Per a report from Andrew Marchand of the New York PostCBS conducted an “intervention” with Tony Romo, who is the analyst alongside Jim Nantz on the station's No. 1 crew for NFL games. The so-called intervention occurred during the 2022 offseason, with the goal of improving Romo's performance.

On Thursday, CBS came out with a stern response, disputing the claims made by Marchand's article.

“To call this an intervention is a complete mischaracterization, we meet regularly with our on-air talent,” CBS Sports spokeswoman Jen Sabatelle told Marchand.

It wasn't too long ago when Tony Romo was universally praised for his work in the booth. In the years since coming to CBS in 2017, Romo was looked at as the analyst to revolutionize the game in sports broadcasting. The way he was precisely predicting play-calls before they happen had people calling him a genius, and the run of success in his first three seasons led the station to give him a 10-year, $180 million contract, the largest in sportscasting history at the time.

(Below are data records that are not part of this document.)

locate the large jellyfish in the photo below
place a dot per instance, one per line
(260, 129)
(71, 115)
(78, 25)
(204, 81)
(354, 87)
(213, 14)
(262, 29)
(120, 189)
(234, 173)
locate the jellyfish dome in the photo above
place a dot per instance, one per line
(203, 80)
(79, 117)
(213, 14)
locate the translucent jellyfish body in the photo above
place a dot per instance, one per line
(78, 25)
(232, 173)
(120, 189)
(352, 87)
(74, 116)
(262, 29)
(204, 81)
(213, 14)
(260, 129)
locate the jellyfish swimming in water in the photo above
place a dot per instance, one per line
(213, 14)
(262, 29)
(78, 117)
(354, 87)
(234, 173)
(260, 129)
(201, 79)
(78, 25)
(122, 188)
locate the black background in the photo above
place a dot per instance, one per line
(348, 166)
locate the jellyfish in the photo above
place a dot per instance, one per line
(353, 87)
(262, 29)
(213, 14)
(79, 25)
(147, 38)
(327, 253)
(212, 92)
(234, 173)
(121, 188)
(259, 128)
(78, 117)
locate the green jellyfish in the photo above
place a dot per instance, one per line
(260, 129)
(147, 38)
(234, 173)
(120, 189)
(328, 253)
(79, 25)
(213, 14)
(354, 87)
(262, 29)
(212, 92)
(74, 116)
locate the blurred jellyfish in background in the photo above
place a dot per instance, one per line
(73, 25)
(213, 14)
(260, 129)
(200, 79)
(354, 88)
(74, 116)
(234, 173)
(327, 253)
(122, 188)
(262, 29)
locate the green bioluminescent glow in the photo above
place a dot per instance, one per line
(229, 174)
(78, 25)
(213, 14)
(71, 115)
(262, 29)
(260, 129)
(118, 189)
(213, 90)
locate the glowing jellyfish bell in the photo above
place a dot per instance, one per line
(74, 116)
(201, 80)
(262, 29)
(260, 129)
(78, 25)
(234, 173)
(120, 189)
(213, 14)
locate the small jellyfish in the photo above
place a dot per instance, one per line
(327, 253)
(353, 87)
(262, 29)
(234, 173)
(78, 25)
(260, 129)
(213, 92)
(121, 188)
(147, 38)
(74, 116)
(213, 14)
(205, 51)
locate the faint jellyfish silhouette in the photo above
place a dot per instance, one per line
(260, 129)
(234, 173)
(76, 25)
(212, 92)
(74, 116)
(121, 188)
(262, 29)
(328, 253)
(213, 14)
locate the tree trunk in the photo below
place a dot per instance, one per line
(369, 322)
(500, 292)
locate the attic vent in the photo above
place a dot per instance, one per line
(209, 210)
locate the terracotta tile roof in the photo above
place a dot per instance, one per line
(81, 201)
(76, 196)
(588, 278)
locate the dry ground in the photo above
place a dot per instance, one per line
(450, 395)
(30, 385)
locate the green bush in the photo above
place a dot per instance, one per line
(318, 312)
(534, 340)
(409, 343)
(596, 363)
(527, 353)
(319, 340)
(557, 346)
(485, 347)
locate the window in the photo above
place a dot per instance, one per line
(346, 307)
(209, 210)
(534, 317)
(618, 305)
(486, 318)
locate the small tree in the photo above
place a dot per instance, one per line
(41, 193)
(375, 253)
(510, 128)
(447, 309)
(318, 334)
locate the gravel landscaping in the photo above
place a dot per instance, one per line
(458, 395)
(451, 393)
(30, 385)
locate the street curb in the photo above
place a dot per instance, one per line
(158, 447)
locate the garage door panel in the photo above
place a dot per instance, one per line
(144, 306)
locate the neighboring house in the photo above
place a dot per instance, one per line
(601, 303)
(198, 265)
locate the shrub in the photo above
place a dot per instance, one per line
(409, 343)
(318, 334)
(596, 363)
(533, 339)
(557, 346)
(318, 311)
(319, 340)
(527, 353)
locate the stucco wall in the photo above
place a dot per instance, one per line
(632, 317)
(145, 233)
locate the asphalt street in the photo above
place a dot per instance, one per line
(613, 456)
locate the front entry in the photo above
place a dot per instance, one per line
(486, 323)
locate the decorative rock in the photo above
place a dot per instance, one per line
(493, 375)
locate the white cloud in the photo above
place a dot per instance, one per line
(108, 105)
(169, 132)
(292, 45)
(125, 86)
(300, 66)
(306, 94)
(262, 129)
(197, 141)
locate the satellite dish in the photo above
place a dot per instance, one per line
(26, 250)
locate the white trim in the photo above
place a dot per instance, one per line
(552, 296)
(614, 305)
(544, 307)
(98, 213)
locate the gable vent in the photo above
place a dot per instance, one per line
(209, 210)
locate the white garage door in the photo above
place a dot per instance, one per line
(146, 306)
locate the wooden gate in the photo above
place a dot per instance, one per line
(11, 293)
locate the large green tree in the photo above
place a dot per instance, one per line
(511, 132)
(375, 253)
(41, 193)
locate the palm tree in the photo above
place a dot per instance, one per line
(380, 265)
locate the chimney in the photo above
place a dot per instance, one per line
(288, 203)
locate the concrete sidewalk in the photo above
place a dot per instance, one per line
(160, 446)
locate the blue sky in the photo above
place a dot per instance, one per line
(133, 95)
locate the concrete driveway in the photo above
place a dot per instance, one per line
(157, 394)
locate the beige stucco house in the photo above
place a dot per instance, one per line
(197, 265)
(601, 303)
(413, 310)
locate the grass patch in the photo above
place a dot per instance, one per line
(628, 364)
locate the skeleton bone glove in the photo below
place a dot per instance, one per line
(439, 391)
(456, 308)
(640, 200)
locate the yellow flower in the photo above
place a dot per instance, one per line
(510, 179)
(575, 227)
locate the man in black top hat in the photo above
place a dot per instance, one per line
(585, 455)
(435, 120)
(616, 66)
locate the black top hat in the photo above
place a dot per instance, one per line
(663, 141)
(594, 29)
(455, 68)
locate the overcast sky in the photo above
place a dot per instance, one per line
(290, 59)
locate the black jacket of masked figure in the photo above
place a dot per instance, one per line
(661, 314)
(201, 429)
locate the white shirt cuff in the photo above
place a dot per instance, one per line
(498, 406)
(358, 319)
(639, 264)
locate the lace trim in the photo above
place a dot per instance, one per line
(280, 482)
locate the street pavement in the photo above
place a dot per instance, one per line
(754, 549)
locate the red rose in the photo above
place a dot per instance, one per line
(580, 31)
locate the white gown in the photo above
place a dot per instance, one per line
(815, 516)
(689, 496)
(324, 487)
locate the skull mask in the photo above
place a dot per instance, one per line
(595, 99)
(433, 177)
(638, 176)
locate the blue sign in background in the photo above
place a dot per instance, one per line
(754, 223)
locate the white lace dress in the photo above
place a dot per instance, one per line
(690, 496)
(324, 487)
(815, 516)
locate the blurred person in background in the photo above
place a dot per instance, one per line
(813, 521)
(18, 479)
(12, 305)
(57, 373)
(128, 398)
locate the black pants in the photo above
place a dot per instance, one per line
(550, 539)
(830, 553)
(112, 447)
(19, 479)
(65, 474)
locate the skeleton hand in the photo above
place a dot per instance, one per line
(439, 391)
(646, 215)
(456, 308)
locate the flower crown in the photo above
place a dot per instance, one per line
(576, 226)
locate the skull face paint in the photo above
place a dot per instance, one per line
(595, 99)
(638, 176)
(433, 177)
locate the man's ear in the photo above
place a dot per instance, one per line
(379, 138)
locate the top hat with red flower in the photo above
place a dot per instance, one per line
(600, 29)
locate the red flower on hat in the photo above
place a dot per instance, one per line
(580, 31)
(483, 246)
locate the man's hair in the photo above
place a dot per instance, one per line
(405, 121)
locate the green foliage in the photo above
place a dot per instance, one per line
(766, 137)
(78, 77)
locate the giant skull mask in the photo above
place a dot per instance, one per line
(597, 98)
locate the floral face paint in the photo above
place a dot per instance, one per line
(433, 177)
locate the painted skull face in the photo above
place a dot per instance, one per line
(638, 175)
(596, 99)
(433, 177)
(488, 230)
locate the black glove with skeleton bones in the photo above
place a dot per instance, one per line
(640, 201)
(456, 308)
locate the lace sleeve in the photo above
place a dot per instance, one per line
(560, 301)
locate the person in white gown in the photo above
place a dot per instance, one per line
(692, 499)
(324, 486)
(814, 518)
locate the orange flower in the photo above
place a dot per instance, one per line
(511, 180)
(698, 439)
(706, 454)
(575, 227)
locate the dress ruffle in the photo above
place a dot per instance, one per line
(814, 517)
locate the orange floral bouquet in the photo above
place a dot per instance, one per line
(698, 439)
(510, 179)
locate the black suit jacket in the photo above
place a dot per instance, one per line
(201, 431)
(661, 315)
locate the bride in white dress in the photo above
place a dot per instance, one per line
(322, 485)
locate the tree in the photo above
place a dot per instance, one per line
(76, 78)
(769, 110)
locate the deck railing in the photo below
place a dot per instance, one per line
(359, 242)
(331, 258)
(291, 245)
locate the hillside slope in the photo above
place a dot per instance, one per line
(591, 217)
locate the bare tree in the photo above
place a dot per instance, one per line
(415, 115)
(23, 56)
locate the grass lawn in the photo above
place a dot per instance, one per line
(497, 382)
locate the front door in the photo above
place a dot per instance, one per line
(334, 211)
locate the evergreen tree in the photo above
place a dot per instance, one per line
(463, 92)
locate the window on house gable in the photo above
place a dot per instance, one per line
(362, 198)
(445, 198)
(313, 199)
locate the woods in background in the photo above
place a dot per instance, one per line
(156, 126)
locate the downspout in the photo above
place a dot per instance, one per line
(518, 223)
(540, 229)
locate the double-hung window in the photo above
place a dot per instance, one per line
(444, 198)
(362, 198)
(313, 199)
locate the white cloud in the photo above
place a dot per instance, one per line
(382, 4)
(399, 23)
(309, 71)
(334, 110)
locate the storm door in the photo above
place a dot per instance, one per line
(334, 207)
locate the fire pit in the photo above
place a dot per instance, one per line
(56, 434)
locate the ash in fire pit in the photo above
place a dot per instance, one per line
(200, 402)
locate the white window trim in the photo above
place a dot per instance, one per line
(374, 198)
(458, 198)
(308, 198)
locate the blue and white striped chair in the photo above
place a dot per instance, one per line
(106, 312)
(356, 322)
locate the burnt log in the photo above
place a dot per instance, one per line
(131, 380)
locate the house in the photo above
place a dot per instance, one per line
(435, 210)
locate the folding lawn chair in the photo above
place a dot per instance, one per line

Since then, there has been reported slippage from Romo's commentary, and he's routinely getting called out by fans and media.

If there was an intervention during the 2022 offseason, it didn't appear to work, because a lot of those same complaints are still out there going into this offseason.

Could it be a case of Romo not bringing his A-game consistently, or has his style become stale, rubbing people the wrong way more often than not? Whatever the case is, it doesn't look like CBS is too concerned about it.